Career Injury Report
  • July 2005: Andrew tore a pectoral muscle lifting weights and sustained swelling and fluid in his left arm.
  • September 2005: Romine was rushed to the hospital after a team physical revealed a blood clot in his chest. He spent time in Intensive Care before being discharged. Andrew was put on blood thinners for a couple of months, then was able to resume activity, while being closely monitored to make sure the clots do not return. Surgery to remove a rib was necessary late in September. Romine had thoracic outlet syndrome, which led to the blood clot in his shoulder.

    Andrew had taken the summer off from baseball. He noticed some swelling in his arm after lifting weights one day. Romine said he went to the doctor in California and was told he had a torn pectoral muscle. But when he arrived back at Arizona State in the fall, a physical revealed that diagnosis was wrong. He had a bigger problem.
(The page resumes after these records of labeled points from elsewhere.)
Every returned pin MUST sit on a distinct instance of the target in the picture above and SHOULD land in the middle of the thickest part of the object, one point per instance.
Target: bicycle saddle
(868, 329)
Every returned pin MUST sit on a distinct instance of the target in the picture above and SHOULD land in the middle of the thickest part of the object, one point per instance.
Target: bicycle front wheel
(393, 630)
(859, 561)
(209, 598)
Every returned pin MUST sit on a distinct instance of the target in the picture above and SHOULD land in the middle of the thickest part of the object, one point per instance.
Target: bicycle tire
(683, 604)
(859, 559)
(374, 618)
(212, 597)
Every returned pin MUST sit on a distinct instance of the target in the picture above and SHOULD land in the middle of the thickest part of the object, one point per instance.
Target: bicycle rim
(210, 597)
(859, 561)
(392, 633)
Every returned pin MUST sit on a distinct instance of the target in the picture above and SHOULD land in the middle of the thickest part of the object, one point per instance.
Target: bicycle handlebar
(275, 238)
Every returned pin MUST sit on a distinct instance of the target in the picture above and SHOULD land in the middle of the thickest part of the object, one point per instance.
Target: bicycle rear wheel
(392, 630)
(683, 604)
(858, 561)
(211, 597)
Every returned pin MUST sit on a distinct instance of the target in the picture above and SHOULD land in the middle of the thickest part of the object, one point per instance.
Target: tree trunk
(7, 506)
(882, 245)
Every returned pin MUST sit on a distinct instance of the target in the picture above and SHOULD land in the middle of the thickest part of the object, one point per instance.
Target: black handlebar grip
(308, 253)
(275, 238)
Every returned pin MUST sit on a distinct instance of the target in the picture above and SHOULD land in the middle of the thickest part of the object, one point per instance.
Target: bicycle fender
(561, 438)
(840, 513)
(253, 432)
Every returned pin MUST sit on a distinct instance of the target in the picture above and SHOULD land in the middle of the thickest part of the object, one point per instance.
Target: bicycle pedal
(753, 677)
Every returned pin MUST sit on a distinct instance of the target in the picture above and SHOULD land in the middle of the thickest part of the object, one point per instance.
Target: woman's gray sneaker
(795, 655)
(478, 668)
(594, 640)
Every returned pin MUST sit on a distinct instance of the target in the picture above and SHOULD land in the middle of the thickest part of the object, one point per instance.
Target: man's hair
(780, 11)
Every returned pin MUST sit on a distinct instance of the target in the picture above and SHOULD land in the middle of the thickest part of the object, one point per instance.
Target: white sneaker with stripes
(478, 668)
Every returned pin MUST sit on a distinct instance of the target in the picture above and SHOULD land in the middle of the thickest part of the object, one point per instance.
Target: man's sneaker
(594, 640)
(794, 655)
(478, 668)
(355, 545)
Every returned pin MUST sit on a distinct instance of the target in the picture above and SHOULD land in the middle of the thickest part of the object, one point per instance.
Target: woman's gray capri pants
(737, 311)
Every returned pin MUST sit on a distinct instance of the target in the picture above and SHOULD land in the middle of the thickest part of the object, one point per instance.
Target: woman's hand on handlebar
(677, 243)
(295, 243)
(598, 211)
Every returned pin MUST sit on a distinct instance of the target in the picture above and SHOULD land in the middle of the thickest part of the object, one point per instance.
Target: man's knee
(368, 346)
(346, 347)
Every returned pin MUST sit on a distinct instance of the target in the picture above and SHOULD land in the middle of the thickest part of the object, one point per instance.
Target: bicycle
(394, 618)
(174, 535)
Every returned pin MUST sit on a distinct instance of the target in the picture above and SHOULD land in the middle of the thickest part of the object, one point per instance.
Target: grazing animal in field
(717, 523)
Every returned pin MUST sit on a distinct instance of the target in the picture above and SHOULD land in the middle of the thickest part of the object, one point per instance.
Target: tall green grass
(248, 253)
    "When we got to the Scottsdale hospital, the doctor was talking to us after he did the X-rays, he came back and said, 'I'm surprised to see a 20-year-old man has a blood clot and is alive right now and is doing well. It's been in there three or four weeks,'" Romine recalled. "So I'm standing there like, 'What the hell's going on?' They went in to clean it out and said it's been in there so long, it's so hard that it wont move, which turned out to be a good thing, because it didn't go down into my lungs."

    Romine spent 10 days in intensive care after having surgery to remove the blood clot, but that wasn't the end of his troubles. He had a condition called thoracic outlet syndrome, which meant his first rib was elevated, pinching his vein and causing the clot. Romine needed to have another surgery to remove the rib and a couple of muscles called the scalenes to make more room for the vein and artery, but first he needed to spend three months on blood thinners.

    Then, in January 2006, Romine went to St. Louis to have his rib removed by the same doctor who had performed a similar procedure on big leaguers like Rockies pitcher Aaron Cook. The surgery was a success, but it was very painful.  (Aaron Fitt-Baseball America-2/21/07)

  • June 2010: Romine was on the D.L. for a month or so.